The Guardian ran this story, based on DfE statistics on 26 July 2013:
Under a scare headline asking “Are children becoming more violent” it took apart the Telegraph’s selective reporting of the data which had focused on a very small subset of exclusions. I think the answer to the headline was “Probably not, on balance.” So the piece’s careful emphasis on paying good attention to the data was well done.
However, the piece included a paragraph which bothered me greatly because it didn’t at all accord with my experience of working with schools and low income families on the problem of school exclusions.
I decided to take a look at the tables to which the article referred. They are here:
The two tables which refer to wealth (as far as I can see) are Tables 17 and 18. I’m pretty sure they show that wealth (or rather the lack of it) does significantly impact on exclusions. Here’s why:
The only data table I think the wealth claim can be drawn from is Table 18. But Table 18 doesn’t refer to the wealth of pupils. It is based on the deprivation level in the “super output area” in which the school is located. It tells you something, overall, about whether the school’s intake is more or less likely to include children from low or high income families, but it doesn’t tell you anything about the wealth of the excluded pupils themselves. It doesn’t tell the whole story about the composition of the school intake, either, because super output areas are quite small, but school catchment areas (especially at secondary) can be very large.
The % difference between the top and bottom deciles in Table 18 may not be huge (and I haven’t done the maths to say whether it is statistically significant), but I’m surprised that the clear evidence that schools in the wealthier upper five deciles exclude fewer children isn’t at least “journalistically significant”. Certainly I’m not sure that “wealth makes very little impact” can be truly derived from this table. At best, the claim that can be made is that there isn’t a very big difference in the % of exclusions from schools located in wealthy super output areas compared with poorer ones. (A closer look at actual catchment areas served might undermine even this claim though).

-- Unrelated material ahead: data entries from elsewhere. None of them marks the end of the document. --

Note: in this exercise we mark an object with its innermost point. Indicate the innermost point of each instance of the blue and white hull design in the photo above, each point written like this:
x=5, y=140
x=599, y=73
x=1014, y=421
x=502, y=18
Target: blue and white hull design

There is a table which looks at the “wealth” of individuals excluded. This is Table 17. The table doesn’t consider wealth by decile, only the binary distinction between eligible for free school meals (FSM) or not eligible. FSM eligibility is a pretty accurate proxy for poverty (in that those all who are eligible are very definitely poor) but not a complete proxy, in that it is possible to be quite poor and not eligible for FSM, or very poor and unaware of eligibility for FSM. Children from families where an adult member circulates in and out of low paid work may not have featured as an FSM child in this table. (In other words, the data on exclusions of children who are not eligible for free school meals will also include some children who are from low income families).
I think Table 17 shows clearly that children on Free School Meals are very much more likely to be excluded from school, both permanently and on a fixed term basis, and from every type of school, but most especially at secondary school. Though if other, more statistical minds want to double-check the conclusions I’ve come to, that would be great.
The available data can’t tell us everything I’d be interested in knowing about wealth/poverty and exclusions, but it does prompt two further questions which at the moment can’t be answered from the data in the tables:
A) Is it likely that of the excluded children who are not eligible for free school meals, a disproportionate number are also from low income families just above the eligibility level?
B) Is it likely that if you are eligible for free school meals you are even more likely to be excluded from a school based in a wealthier super-output area compared with a school based in a more deprived super-output area?
My experience tells me that the answer to both of those questions is likely to be yes and that this is a matter of significant social injustice. I wonder whether the raw data exists behind the tables with which it would be possible to test these hypotheses further?
To sum up, I don’t think the data on which the article seems to have been based supports the statement that wealth has very little impact on exclusions. To me, the reverse appears to be true. Wealth – or rather the lack of it – means a child is much more likely to be excluded from school.